Professors have it easy?

December 13th, 2004

Actually, no we don’t. I sometimes hear people say, or see them write in an online forum, that university professors have it easy. They say that we get a job for life and only have to teach a class or two at a time and, gee, isn’t that easy?

Hardly. I haven’t posted here in about six weeks because my original intent was to make longer, thoughtful posts about things going on in my life and the world I’m interested in. I haven’t had the time. I’m going to try to post interesting, thoughtful things but perhaps always not so long.

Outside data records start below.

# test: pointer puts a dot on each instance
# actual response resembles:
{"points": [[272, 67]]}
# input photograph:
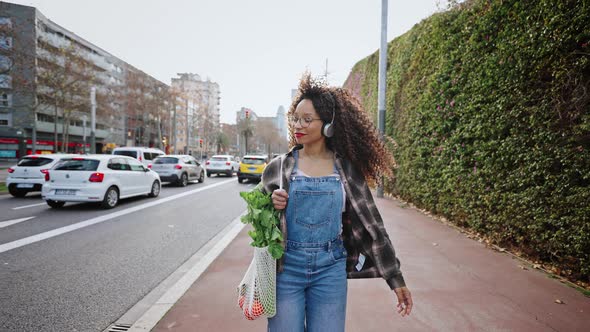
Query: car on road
{"points": [[179, 169], [251, 167], [145, 155], [28, 175], [222, 164], [104, 179]]}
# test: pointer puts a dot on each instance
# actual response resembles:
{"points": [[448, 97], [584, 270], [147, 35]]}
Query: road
{"points": [[85, 279]]}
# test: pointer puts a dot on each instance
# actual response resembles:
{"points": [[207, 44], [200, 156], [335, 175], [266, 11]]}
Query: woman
{"points": [[332, 228]]}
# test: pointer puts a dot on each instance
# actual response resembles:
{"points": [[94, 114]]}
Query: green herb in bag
{"points": [[264, 218]]}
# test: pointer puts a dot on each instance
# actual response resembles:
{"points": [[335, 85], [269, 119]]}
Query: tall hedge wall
{"points": [[489, 104]]}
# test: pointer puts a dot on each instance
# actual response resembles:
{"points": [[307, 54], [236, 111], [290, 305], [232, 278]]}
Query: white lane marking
{"points": [[58, 231], [26, 206], [13, 221], [194, 267]]}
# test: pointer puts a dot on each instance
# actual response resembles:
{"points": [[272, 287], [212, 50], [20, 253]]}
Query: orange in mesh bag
{"points": [[256, 292]]}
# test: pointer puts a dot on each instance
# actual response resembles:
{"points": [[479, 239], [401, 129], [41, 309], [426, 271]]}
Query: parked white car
{"points": [[98, 178], [222, 164], [28, 174], [145, 155], [178, 169]]}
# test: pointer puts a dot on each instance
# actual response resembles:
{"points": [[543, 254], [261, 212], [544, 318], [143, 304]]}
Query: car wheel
{"points": [[111, 198], [16, 192], [183, 180], [55, 204], [155, 189]]}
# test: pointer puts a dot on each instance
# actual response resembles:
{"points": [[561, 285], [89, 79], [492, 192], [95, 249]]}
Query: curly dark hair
{"points": [[355, 136]]}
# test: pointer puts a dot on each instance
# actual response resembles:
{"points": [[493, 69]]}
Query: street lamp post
{"points": [[93, 120]]}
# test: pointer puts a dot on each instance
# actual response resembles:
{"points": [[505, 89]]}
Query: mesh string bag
{"points": [[257, 290]]}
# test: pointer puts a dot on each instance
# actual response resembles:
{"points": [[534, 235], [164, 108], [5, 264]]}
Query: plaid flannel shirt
{"points": [[362, 226]]}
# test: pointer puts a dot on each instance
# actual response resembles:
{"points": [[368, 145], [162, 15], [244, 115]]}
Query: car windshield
{"points": [[128, 153], [166, 160], [77, 165], [253, 161], [33, 162]]}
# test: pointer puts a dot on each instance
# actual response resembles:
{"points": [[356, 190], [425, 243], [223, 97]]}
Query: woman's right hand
{"points": [[279, 199]]}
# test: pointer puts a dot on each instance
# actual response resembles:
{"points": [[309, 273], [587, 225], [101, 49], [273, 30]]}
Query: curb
{"points": [[191, 270]]}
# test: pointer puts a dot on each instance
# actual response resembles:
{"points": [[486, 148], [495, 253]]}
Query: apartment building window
{"points": [[5, 42], [5, 63], [5, 99], [6, 81], [6, 119], [5, 22], [44, 118]]}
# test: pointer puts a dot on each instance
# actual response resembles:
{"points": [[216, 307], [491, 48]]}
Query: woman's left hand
{"points": [[404, 301]]}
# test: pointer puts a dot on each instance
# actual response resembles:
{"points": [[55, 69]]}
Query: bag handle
{"points": [[281, 174]]}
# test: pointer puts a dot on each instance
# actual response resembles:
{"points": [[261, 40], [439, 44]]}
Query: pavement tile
{"points": [[457, 285]]}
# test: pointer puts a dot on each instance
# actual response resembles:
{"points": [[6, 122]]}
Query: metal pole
{"points": [[84, 118], [93, 120], [382, 80], [34, 138]]}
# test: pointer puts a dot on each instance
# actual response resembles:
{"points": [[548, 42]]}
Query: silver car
{"points": [[179, 169]]}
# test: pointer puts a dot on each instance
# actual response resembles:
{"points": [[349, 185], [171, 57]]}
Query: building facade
{"points": [[46, 75], [201, 99]]}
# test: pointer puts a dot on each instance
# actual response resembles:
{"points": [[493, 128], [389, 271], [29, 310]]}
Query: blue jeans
{"points": [[311, 290]]}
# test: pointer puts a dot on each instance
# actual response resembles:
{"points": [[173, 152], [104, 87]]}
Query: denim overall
{"points": [[311, 290]]}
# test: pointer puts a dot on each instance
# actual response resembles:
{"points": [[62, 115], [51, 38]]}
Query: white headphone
{"points": [[328, 128]]}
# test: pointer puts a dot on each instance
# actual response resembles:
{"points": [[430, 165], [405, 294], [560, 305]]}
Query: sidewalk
{"points": [[457, 285]]}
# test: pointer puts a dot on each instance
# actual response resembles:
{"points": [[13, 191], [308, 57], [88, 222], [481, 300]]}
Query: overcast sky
{"points": [[256, 50]]}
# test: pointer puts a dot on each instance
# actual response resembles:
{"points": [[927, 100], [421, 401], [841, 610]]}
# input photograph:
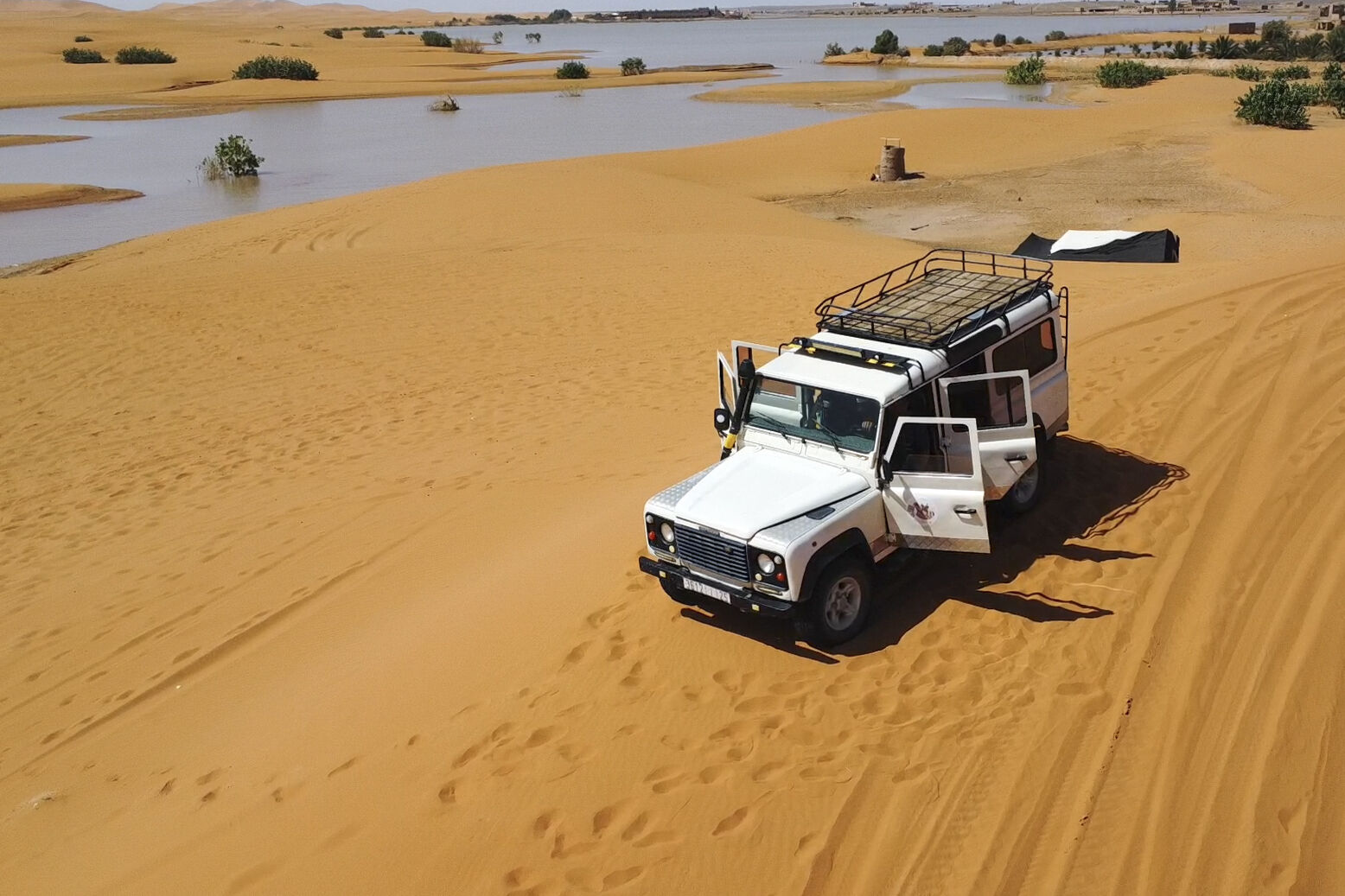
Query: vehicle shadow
{"points": [[1091, 492]]}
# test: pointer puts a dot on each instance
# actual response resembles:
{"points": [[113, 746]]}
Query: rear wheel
{"points": [[672, 589], [839, 606], [1028, 490]]}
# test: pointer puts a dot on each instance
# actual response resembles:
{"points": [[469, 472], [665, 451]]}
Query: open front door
{"points": [[935, 499], [1001, 405], [728, 384]]}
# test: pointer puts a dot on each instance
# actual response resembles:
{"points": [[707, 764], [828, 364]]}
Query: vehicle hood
{"points": [[756, 488]]}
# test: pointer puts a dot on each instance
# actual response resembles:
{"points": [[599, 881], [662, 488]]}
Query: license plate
{"points": [[701, 588]]}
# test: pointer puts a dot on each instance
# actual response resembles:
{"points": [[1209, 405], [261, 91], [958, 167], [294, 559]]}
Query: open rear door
{"points": [[935, 499], [1001, 405]]}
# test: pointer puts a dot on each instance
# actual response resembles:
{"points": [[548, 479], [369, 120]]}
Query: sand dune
{"points": [[319, 557]]}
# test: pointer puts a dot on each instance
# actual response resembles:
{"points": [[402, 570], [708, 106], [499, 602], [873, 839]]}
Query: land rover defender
{"points": [[926, 393]]}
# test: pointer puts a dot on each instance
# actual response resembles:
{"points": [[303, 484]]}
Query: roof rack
{"points": [[936, 299]]}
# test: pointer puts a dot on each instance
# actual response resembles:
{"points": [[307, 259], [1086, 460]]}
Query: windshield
{"points": [[826, 416]]}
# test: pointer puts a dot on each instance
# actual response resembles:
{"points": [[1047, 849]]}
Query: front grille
{"points": [[713, 552]]}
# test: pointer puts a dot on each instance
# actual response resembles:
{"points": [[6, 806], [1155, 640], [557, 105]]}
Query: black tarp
{"points": [[1149, 246]]}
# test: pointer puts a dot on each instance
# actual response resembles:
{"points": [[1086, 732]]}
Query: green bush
{"points": [[1028, 72], [887, 43], [288, 67], [81, 57], [572, 70], [1127, 73], [233, 157], [144, 57], [1224, 48], [955, 48], [1291, 73], [1277, 104]]}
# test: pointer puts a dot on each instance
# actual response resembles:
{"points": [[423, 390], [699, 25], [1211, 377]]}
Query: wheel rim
{"points": [[1027, 485], [842, 604]]}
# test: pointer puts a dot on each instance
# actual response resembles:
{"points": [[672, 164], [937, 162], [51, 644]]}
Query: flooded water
{"points": [[323, 149]]}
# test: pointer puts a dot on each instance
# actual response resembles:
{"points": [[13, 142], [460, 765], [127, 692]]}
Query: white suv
{"points": [[926, 391]]}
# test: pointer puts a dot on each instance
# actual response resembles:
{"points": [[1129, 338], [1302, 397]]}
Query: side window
{"points": [[1033, 350], [993, 403], [933, 448], [916, 404]]}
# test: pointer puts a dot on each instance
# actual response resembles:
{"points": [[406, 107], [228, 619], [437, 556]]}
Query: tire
{"points": [[677, 592], [839, 606], [1028, 490]]}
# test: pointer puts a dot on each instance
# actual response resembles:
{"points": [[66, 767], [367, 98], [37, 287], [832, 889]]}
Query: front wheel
{"points": [[839, 606]]}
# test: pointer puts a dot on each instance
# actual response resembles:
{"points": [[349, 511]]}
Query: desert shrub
{"points": [[1291, 73], [1028, 72], [1277, 104], [288, 67], [144, 57], [955, 48], [1224, 48], [885, 43], [1127, 73], [81, 57], [572, 70], [233, 157]]}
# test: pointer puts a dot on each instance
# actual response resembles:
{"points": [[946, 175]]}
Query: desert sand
{"points": [[212, 39], [321, 529]]}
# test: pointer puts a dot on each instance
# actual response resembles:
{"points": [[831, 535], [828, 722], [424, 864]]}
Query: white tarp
{"points": [[1075, 239]]}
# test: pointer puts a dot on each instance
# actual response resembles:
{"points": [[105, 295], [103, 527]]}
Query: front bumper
{"points": [[744, 599]]}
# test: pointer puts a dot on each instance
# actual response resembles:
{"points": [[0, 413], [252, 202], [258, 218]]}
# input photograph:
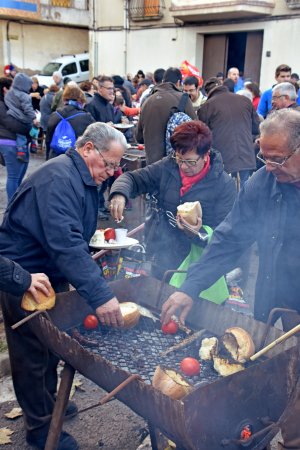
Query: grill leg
{"points": [[60, 407], [153, 438]]}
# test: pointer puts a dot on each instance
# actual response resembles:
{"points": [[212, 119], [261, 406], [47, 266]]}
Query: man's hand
{"points": [[39, 282], [117, 206], [109, 314], [182, 224], [175, 301]]}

After Milehicon, I’ve been observing at WIRO (our local observatory), written a grant proposal to the National Science Foundation, reviewed about 50 proposals to NASA’s Infrared Telescope Facility (IRTF), flown to Orlando for the IRTF review meeting, hit Universal Studios and Epcot Center with my wife for a breif vacation, gotten sick, advised a dozen students about their courses, mentored 3 students in their research, written peer teaching evaluations for three other professors, and, oh yeah, taught a graduate level course on galaxies and cosmology. No one just teaches a grad level course without a lot of preparation. Lots of late nights, but things got done, mostly, at a level I was satisfied with.

Except the blog.

Anyway, in coming weeks, expect to hear about an anthology I’ve proposed to the National Science Foundation to support introductory astronomy, the release of Star Dragon in paperback and as an e-book (available for free from the website here), my plans for teaching astrobiology in the future, and more. My next big event will be the American Astronomical Society meeting in San Diego the second week of January. I’ll be presenting a paper on the astronomy anthology, and Greg Benford will be speaking, both in support of a special session “Astronomy and the Humanities” organized by Andrew Fraknoi. The paperback will be out, too, and I’m trying to line up an event at Mysterious Galaxy.

Finally, I’ll try to post about the novel writing process. I got my revision instructions from my editor at Tor for the new book, and it’s going to be a fair amount of work yet. That’s okay — I expected to do some work, and I trust my editor. The book will improve significantly before it’s published.